Expense ratios for iShares funds vary by strategy, with broad-market ETFs typically among the lowest-cost products compared to actively managed funds offered by firms like Fidelity Investments and T. Rowe Price. Performance comparisons commonly reference benchmarks including S&P 500 and Bloomberg Barclays U.S. Aggregate Bond Index. Risks include tracking error, counterparty risk in synthetic structures, liquidity risk during market stress as seen in episodes like the March 2020 market turmoil, and concentration risk for single-country or sector ETFs. Market participants such as BlackRock publish risk disclosures and prospectuses filed with regulators including the U.S. Securities and Exchange Commission.
iShares has played a significant role in the growth of passive investing, influencing capital allocation across equity markets like Japan Exchange Group and bond markets such as Eurozone sovereign debt. Institutional adoption includes pension funds like CalPERS and sovereign wealth entities such as Norway Government Pension Fund Global. The presence of ETFs has affected liquidity and price discovery, with academic and industry analyses from institutions such as University of Chicago, London School of Economics, and Wharton School assessing impacts on volatility, arbitrage, and corporate governance.

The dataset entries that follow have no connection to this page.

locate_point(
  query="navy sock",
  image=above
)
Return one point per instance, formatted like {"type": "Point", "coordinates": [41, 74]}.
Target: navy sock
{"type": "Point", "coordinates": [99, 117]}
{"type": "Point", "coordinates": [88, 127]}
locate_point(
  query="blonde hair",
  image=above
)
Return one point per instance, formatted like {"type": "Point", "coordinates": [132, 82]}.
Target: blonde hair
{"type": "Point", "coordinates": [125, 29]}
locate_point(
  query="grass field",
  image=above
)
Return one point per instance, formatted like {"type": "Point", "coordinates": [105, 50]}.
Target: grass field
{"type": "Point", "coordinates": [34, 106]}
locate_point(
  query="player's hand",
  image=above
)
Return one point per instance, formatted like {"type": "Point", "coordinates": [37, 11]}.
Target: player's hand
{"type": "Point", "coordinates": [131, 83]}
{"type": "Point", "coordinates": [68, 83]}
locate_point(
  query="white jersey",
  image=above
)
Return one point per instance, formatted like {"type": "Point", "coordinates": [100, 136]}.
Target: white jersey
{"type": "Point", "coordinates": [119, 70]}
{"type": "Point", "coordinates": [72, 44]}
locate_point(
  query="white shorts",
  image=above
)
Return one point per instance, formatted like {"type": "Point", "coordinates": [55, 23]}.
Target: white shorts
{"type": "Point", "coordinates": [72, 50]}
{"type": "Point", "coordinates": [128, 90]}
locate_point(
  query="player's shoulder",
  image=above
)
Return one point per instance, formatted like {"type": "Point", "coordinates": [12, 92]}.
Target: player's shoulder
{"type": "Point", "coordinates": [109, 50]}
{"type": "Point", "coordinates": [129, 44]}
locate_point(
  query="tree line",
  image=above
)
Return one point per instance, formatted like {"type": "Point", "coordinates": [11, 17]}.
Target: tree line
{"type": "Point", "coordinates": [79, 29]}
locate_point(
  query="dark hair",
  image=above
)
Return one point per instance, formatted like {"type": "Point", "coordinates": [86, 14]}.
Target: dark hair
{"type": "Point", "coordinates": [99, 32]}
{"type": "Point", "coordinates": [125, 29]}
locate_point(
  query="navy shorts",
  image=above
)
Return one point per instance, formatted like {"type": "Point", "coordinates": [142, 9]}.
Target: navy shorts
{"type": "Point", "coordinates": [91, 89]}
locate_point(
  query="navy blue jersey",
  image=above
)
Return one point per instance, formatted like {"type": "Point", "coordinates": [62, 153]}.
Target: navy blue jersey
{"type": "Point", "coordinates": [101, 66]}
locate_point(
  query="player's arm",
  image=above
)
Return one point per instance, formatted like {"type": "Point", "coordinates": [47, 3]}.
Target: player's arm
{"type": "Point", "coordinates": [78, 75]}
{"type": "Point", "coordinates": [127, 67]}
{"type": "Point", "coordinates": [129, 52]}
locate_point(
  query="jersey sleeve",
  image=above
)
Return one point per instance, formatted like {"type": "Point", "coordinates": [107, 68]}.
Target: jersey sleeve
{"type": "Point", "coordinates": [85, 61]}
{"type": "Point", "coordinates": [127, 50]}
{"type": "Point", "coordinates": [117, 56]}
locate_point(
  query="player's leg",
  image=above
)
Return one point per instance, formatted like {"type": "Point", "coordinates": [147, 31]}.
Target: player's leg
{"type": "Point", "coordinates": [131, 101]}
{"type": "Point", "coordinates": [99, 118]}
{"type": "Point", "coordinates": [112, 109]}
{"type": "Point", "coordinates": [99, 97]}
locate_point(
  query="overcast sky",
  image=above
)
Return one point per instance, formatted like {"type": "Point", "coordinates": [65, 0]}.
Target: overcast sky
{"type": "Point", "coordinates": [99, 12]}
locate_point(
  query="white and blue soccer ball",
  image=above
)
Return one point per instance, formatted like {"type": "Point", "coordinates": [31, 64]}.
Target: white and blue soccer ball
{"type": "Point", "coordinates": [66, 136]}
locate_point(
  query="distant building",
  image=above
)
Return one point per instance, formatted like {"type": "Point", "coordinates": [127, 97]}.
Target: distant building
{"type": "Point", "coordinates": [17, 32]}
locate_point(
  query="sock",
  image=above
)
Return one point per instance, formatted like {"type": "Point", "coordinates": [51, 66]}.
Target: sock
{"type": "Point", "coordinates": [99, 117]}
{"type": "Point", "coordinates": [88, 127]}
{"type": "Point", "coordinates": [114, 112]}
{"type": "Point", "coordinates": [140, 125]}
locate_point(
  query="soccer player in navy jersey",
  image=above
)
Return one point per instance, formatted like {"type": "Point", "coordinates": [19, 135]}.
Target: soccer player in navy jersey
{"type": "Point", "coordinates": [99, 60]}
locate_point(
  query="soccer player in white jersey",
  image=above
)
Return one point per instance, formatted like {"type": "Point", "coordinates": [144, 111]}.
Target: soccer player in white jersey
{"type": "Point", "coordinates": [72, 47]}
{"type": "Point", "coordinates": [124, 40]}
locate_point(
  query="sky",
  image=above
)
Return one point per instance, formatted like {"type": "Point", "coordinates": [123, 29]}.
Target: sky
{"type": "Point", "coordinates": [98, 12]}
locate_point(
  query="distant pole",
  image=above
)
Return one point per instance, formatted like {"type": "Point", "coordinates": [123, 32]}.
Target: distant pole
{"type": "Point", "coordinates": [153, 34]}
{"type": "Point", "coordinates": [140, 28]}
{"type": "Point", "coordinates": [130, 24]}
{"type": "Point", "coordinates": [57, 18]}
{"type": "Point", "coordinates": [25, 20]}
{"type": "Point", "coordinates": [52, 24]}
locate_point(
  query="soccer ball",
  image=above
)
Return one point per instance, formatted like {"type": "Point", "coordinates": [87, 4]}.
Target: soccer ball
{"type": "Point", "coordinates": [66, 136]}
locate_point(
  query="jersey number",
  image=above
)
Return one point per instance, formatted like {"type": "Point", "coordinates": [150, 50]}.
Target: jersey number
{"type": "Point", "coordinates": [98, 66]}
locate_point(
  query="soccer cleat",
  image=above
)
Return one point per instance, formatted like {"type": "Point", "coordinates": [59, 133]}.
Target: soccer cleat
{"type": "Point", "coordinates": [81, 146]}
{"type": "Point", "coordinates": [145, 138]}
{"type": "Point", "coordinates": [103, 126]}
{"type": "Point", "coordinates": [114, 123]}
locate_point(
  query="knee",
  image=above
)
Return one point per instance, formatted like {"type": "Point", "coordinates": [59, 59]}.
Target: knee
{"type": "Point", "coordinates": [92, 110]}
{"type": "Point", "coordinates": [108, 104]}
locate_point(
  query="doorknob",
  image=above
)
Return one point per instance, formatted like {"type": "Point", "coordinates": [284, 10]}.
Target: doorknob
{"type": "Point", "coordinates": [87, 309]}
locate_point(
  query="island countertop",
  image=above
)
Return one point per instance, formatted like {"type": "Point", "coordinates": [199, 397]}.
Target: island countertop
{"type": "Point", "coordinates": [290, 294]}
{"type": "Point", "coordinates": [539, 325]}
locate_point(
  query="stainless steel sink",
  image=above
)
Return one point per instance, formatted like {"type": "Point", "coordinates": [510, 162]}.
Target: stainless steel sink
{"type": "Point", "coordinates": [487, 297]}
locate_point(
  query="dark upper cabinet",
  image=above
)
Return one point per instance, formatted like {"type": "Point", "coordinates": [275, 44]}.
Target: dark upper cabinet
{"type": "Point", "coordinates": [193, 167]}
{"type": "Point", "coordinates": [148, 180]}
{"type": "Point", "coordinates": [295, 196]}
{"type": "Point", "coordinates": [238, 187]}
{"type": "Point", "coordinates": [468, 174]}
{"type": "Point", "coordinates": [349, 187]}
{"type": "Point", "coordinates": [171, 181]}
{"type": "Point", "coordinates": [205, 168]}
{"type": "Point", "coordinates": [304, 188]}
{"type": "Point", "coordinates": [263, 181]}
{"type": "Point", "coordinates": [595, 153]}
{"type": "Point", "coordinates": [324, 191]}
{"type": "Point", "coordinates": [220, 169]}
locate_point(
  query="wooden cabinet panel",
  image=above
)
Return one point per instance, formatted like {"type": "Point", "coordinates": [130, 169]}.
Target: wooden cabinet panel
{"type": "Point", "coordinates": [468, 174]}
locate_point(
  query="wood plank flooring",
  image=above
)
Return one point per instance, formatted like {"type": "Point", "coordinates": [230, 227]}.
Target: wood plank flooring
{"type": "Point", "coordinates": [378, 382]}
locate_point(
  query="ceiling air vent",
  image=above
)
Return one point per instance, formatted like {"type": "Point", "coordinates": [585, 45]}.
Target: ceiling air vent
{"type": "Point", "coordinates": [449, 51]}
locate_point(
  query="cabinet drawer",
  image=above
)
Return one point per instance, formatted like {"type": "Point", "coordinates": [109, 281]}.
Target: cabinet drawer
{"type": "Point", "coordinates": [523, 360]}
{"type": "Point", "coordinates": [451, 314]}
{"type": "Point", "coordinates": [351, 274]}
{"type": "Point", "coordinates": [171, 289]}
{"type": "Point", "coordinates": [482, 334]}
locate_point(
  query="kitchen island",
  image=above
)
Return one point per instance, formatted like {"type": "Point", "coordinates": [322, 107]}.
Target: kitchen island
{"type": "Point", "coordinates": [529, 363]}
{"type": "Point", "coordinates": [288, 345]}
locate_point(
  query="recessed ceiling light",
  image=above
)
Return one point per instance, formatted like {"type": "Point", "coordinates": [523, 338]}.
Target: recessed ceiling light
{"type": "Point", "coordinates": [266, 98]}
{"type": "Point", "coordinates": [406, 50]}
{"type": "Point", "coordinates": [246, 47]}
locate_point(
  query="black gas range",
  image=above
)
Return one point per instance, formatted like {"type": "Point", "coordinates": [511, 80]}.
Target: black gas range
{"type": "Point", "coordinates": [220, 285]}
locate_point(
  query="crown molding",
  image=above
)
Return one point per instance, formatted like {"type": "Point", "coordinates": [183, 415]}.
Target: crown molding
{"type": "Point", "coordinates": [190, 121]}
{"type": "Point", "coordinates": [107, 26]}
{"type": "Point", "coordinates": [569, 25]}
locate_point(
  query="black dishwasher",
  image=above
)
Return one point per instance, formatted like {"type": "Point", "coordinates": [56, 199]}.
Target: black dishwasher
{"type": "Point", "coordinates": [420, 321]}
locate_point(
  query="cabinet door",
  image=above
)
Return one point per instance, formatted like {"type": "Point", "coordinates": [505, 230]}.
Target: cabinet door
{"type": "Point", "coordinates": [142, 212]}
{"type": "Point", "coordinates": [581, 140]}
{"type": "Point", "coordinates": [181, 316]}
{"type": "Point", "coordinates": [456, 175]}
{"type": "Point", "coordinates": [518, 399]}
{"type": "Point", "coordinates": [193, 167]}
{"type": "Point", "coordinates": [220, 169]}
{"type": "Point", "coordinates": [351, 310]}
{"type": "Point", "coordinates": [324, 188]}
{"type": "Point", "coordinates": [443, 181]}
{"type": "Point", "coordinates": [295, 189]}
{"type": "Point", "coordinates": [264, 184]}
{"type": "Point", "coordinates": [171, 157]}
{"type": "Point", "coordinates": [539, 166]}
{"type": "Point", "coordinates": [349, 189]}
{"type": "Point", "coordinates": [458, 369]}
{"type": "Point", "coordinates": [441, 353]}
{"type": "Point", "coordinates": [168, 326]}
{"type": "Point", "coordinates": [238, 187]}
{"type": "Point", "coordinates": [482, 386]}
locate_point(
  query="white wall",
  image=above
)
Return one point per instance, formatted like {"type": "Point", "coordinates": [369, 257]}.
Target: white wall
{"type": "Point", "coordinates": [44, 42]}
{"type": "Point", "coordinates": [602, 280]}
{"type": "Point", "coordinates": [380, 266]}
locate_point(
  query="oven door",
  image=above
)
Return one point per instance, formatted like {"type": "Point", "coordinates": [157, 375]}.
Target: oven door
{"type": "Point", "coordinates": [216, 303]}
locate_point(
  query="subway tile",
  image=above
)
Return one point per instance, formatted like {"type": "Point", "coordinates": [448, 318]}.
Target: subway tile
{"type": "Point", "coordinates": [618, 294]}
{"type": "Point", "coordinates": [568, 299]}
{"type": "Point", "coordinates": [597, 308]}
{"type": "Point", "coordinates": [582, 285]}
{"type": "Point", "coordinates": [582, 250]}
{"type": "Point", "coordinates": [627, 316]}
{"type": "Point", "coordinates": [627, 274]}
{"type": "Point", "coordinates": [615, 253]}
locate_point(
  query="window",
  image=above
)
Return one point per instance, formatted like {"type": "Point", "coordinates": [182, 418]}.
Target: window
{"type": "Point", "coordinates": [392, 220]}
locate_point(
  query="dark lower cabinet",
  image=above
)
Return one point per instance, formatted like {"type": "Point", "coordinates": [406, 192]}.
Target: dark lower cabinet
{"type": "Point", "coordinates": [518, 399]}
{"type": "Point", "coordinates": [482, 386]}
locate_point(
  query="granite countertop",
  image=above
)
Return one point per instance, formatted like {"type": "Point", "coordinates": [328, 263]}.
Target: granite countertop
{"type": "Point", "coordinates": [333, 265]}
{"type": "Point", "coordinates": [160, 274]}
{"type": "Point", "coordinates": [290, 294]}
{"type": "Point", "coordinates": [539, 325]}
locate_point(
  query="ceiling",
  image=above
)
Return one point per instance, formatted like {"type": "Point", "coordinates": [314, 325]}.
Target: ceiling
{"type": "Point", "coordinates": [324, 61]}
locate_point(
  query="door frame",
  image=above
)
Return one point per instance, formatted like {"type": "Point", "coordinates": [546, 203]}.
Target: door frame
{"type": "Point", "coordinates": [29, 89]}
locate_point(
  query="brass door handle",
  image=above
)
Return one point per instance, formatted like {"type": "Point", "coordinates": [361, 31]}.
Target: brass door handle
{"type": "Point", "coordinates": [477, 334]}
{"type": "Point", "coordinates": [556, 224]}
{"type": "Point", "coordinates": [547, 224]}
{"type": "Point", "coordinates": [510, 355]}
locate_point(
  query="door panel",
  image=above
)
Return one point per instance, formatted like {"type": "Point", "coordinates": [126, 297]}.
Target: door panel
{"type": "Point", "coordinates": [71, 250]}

iShares products are subject to regulatory frameworks enforced by agencies including the U.S. Securities and Exchange Commission, Financial Conduct Authority, European Securities and Markets Authority, and Hong Kong Securities and Futures Commission. Legal and compliance matters have involved disclosure requirements, custody rules, and cross-border distribution regulations such as the UCITS regime in Europe. Litigation and regulatory scrutiny tied to ETFs have touched on topics like prospectus adequacy, market manipulation allegations, and duties of authorized participants—cases and policy debates have engaged firms and entities including BlackRock, SEC Division of Trading and Markets, and industry trade groups like the Investment Company Institute.